By Rev. David S. Clark, D.D.

THE modernistic denial of a bodily resurrection is based on half-truths. It is due, so far as it is sincere, to partial knowledge and one-sided emphasis. (In many cases, however, it is only a proclivity for unbelief.) There have been materialist philosophies and idealistic philosophies, and both have had their day. The one-sided emphasis has always wrought confusion of thought and consequent failure in morals and religion. Hobbes and Spinoza have been equally disastrous to moral order and to spiritual development. The world has discarded these philosophies and ought to discard their corollaries.

The modernistic denial of a bodily resurrection is part and parcel of the same fallacious one- sidedness—the minimizing rationalism that empties God’s plans of half their meaning.

The resurrection of the body is founded on the nature of things. The glorification of the material is as much the purpose of God as the sanctification of the spiritual. “The whole creation (ktisis, inanimate nature) groaneth and travaileth in pain together until now.” “For the creature itself also shall be delivered from the bondage of corruption into the glorious liberty of the children of God.” The material creation is not insignificant; it is not unimportant. It is not non-entity, as some philosophies suppose. It is not the source of evil, as Manichaeism assumed. Material substance is the creation of God as truly as soul substance. Material forms are God-made and God-given. Material forms and functions enter into life’s activities, enable us to express our personality and extend the kingdom of God. Without material forms and functions, we could not talk, nor sing, nor proclaim the gospel, nor become recognizable to our friends.

We love the material in nature, and more than all in the forms and faces of those dear to us. Who would dare to stand at the open grave and say: There will be no resurrection of the body; the dead shall never rise again. It would outrage every holy affection. If the body is God’s workmanship, and functions in his plan for the world, we may be sure that he will honor it duly.

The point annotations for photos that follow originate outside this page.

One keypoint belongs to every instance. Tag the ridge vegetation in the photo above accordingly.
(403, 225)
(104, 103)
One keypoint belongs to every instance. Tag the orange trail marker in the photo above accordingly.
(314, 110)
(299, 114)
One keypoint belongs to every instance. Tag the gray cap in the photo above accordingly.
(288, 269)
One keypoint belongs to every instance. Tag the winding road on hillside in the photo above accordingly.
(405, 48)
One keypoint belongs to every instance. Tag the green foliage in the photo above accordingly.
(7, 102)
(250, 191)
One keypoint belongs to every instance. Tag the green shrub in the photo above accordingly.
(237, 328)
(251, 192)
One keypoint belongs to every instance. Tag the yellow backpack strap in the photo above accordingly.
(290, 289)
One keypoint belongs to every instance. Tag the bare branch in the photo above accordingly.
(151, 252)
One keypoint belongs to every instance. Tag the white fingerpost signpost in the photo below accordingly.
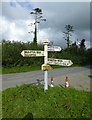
(47, 61)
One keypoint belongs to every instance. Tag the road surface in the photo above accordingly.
(79, 77)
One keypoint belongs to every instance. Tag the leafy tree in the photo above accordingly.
(67, 33)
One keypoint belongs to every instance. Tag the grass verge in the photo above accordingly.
(57, 102)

The universe is neither wholly material nor wholly spiritual. We cannot under-value either. They are hemispheres of one whole; and the material must be reckoned with as well as the spiritual as part of God’s universe. Materialistic monism, and idealistic monism, have not proved successful philosophies of the universe; while ethical monism is scarcely related to the matter at issue. A dualistic universe is the obvious presentment to our minds. And this is as God would have it, and therefore the material is God’s fiat as well as the spiritual. We are promised a new heaven and a new earth wherein dwelleth righteousness—not the one minus the other. The material and the spiritual are hemispheres of one great whole in the universe of God, as seen in science and taught in revelation. The resurrection is founded on this great fact, and it is out of harmony with philosophic and scientific consistency to deny the doctrine of a bodily resurrection. God hath joined the material and the spiritual. Even he, in his immanence, inhabits the universe. And what God has joined together, let no man put asunder.